What can investors learn from someone who last wrote on investing nearly 40 years ago? The market has changed dramatically since Benjamin Graham opined about the market in Intelligent Investor. With that in mind, I decided to take a look at what individual investors can still learn from Graham today.

Part One of this series introduced Graham and explained how he dealt with inflation and long-term investing. Part Two talked about Graham's distinction between defensive investors and enterprising investors. This article, Part Three, will cover how investors should view a fluctuating market, as well as the well-known Graham Number for evaluating stocks.

Market fluctuations
When Graham last wrote of the stock market, the Dow Jones Industrial Average (INDEX: ^DJIA) had yet to pass 1,000 points, topping out around 995 between 1966 and 1968, only to fall back to 630 by 1970. With this in mind, Graham notes that an intelligent investor should be ready to take advantage of the price swings of the market, ultimately profiting from them. An investor can do this in two ways: timing and pricing. By timing, Graham meant speculating on the swings of the market and basing investment decisions on these predictions. By pricing, he meant setting a "fair value" on investments and "buying low and selling high."

As investors, we should not be concerned with short-term fluctuations in stock prices. Ideally, if you pick a stock for the right reasons, you should want to hold onto it forever, selling only when your investment thesis changes about a particular stock. By using only what money you don't need within the next five years for your investments, you can allow your stocks to grow without worrying about the usual fluctuations caused by speculators in the market.

Security analysis for lay investors
Once you have determined that you are ready to ride the wave that sometimes characterizes the day-to-day performance of the market, you need to determine which stocks to buy. There are many ways to evaluate stocks, and each investor probably has different factors that they consider when researching which to buy. Some will take a quick look at P/E relative to peers in an industry and choose the lowest one. Others may invest only in dividend stocks and place all their emphasis on yield. If whatever method that you choose works, I am not going to insist you immediately convert to Benjamin Graham's way of thinking. I am simply providing another method you can use to evaluate investment purchases.

One method that Graham used in evaluating stocks was a calculation that has come to be known as the Graham number. The number is one way to determine the fair value of a stock. The formula is pretty straightforward: Multiply earnings per share by book value per share, then multiply that by 22.5, and finally take the square root.

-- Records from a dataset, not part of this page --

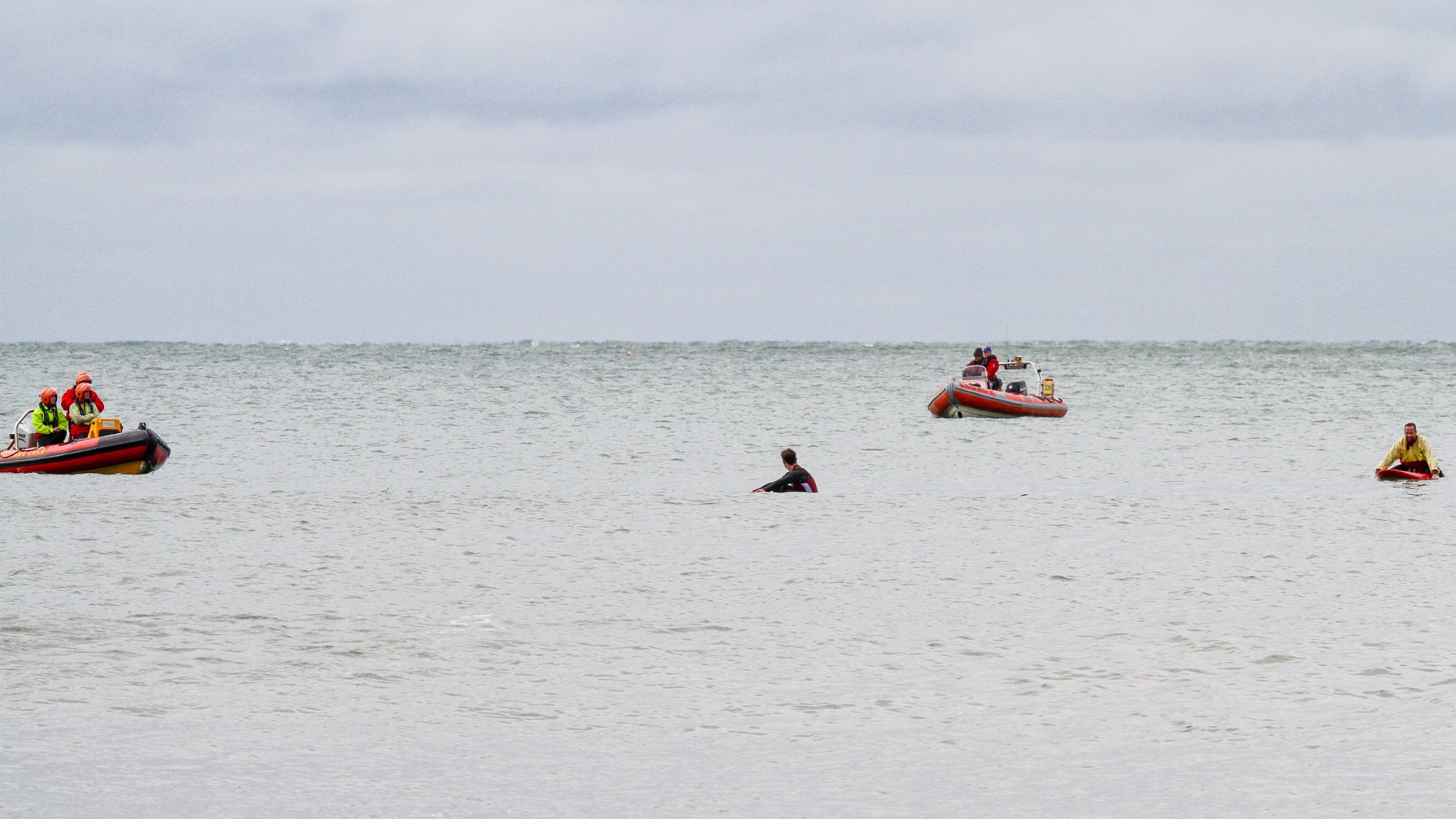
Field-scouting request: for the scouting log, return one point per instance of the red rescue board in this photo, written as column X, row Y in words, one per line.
column 1401, row 475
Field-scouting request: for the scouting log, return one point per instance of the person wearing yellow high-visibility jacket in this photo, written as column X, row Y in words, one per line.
column 1415, row 454
column 49, row 420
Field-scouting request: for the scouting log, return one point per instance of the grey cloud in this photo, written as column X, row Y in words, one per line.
column 1152, row 69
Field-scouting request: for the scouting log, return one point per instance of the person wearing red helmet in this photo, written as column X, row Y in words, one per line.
column 71, row 394
column 992, row 365
column 49, row 420
column 82, row 411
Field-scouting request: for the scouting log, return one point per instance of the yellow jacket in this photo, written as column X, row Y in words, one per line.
column 1407, row 454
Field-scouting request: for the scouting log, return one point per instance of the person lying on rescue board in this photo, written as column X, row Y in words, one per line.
column 47, row 420
column 797, row 478
column 84, row 411
column 1415, row 454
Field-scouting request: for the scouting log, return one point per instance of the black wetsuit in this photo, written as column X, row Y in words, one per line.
column 796, row 480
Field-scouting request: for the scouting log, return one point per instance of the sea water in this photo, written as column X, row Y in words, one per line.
column 531, row 580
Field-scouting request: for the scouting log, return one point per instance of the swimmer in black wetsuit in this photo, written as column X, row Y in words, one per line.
column 797, row 478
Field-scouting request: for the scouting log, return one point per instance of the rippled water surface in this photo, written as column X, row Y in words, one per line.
column 529, row 580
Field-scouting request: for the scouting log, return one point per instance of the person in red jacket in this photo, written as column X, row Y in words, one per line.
column 992, row 365
column 71, row 394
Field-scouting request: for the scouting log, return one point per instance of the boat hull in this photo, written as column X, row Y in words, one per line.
column 135, row 452
column 963, row 400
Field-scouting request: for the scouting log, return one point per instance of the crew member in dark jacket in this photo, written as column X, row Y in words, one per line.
column 797, row 478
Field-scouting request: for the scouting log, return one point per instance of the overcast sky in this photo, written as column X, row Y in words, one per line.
column 494, row 171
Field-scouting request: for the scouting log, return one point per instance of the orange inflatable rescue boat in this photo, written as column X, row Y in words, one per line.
column 107, row 449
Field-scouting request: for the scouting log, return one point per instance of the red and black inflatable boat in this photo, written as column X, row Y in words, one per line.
column 135, row 452
column 975, row 395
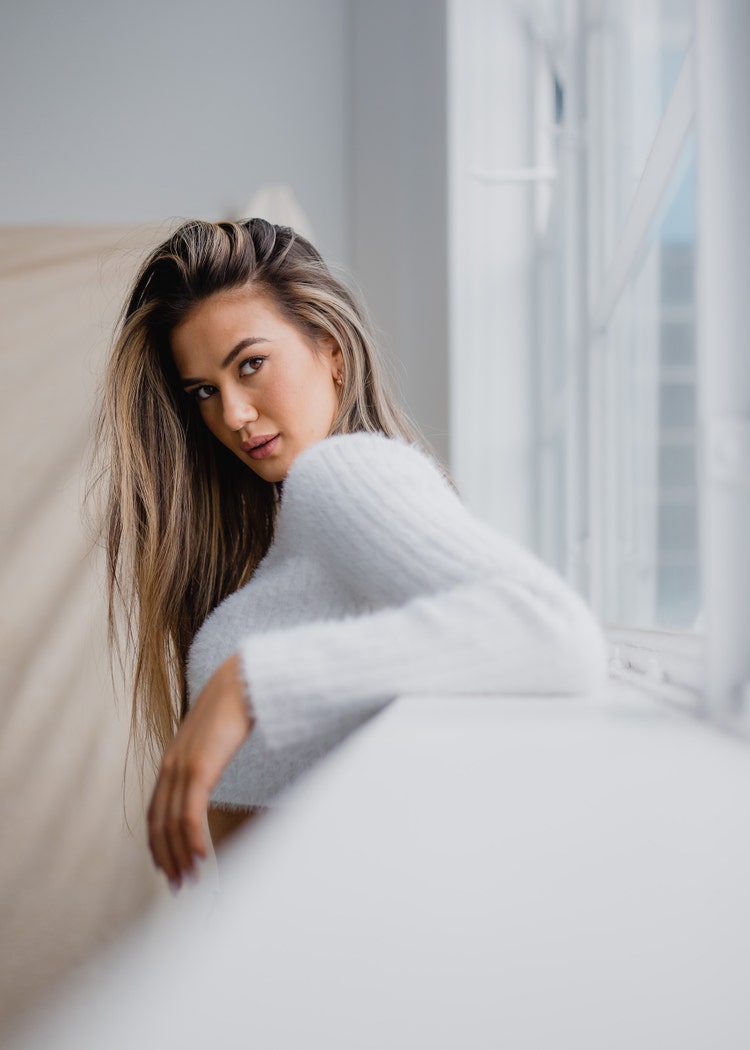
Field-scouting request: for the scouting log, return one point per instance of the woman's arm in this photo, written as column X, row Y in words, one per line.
column 465, row 611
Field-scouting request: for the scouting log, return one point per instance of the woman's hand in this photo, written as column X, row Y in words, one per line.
column 214, row 728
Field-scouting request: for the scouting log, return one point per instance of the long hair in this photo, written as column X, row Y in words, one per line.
column 185, row 522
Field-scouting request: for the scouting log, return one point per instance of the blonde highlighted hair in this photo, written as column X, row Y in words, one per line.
column 185, row 522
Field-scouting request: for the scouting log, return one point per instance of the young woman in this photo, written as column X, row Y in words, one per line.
column 289, row 559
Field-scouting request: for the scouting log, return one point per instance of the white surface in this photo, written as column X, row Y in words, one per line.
column 464, row 873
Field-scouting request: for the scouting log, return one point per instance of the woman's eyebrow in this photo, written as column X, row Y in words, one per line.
column 243, row 344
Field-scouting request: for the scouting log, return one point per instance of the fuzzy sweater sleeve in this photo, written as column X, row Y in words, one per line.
column 460, row 609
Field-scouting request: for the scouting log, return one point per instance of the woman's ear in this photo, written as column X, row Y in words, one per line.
column 330, row 348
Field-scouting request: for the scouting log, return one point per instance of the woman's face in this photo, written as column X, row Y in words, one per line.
column 262, row 389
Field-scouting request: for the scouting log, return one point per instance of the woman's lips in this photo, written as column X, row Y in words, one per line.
column 262, row 450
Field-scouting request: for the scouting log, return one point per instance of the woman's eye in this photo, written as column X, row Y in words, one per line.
column 250, row 366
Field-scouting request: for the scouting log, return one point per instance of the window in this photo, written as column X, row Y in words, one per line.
column 604, row 187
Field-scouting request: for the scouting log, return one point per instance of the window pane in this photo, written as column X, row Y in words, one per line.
column 651, row 509
column 642, row 45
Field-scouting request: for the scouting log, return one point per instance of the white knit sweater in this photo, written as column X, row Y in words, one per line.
column 380, row 583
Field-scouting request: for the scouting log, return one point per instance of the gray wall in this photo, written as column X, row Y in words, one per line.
column 155, row 109
column 399, row 214
column 150, row 109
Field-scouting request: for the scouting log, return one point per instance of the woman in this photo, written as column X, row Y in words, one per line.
column 254, row 453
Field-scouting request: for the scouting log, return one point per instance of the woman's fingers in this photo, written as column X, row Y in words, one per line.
column 192, row 764
column 158, row 833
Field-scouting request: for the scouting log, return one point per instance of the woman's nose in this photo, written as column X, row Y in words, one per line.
column 237, row 410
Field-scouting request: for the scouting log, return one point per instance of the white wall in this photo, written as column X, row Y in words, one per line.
column 150, row 109
column 491, row 129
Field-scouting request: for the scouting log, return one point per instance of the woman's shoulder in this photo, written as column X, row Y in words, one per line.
column 363, row 460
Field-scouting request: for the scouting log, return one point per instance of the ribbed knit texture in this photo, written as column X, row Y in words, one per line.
column 380, row 583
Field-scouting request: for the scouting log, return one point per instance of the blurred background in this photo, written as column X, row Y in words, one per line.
column 512, row 185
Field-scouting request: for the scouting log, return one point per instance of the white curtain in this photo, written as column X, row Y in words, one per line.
column 73, row 875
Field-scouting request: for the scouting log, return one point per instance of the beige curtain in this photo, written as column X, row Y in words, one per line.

The result, in dollars, is the Graham number.

This is a simple formula that can be programmed into an Excel spreadsheet or other calculation tool to add to you evaluators tool box along with whatever other factors you examine when choosing to invest in a stock.

The chart below indicates the Graham Number of the largest holdings in the Berkshire Hathaway (NYSE: BRK-B) stock portfolio, provided as an example because Warren Buffett is perhaps the most famous student of Graham, not necessarily because it is the way that he actually chooses stocks.

Stock

Earnings per share (TTM)

Book value per share (MRQ)

Graham Number

Coca-Cola (NYSE: KO) $3.69 $13.98 $34.07
IBM (NYSE: IBM) $13.06 $17.36 $71.42
Wells Fargo (NYSE: WFC) $2.82 $24.65 $39.55
American Express (NYSE: AXP) $4.12 $16.32 $38.90

Source: Yahoo! Finance; TTM: trailing 12 months; MRQ: most recent quarter.

Graham Number wrap-up
Based on recent prices, only one of the stocks on the list is selling for less than its current fair value: banking behemoth Wells Fargo, which closed last week at $30.18. This does not mean that you should rush out and purchase shares so you can laugh all the way to the bank as the stock rushes to match its Graham number. The company is still in one of the most volatile industries in the market, and continued stagnation in the housing and job markets could ultimately affect its future performance.

Similarly, the rich valuations of the other three companies do not mean they are bad investments. The defensive nature of Coke's consumer-driven business makes it a company you can count on. American Express was slammed during the financial crisis of 2008, but is trading at a new 52-week high, and is only about 17% off of its high from May 2007. And IBM, a company mentioned numerous times throughout Graham's book, may simply be the victim of high price bias, with the Graham number not working as well on stocks with extremely high share prices. Again, the Graham number is but one valuation method that can be used to determine the value of a company, not something to be used as the final word in evaluating a company.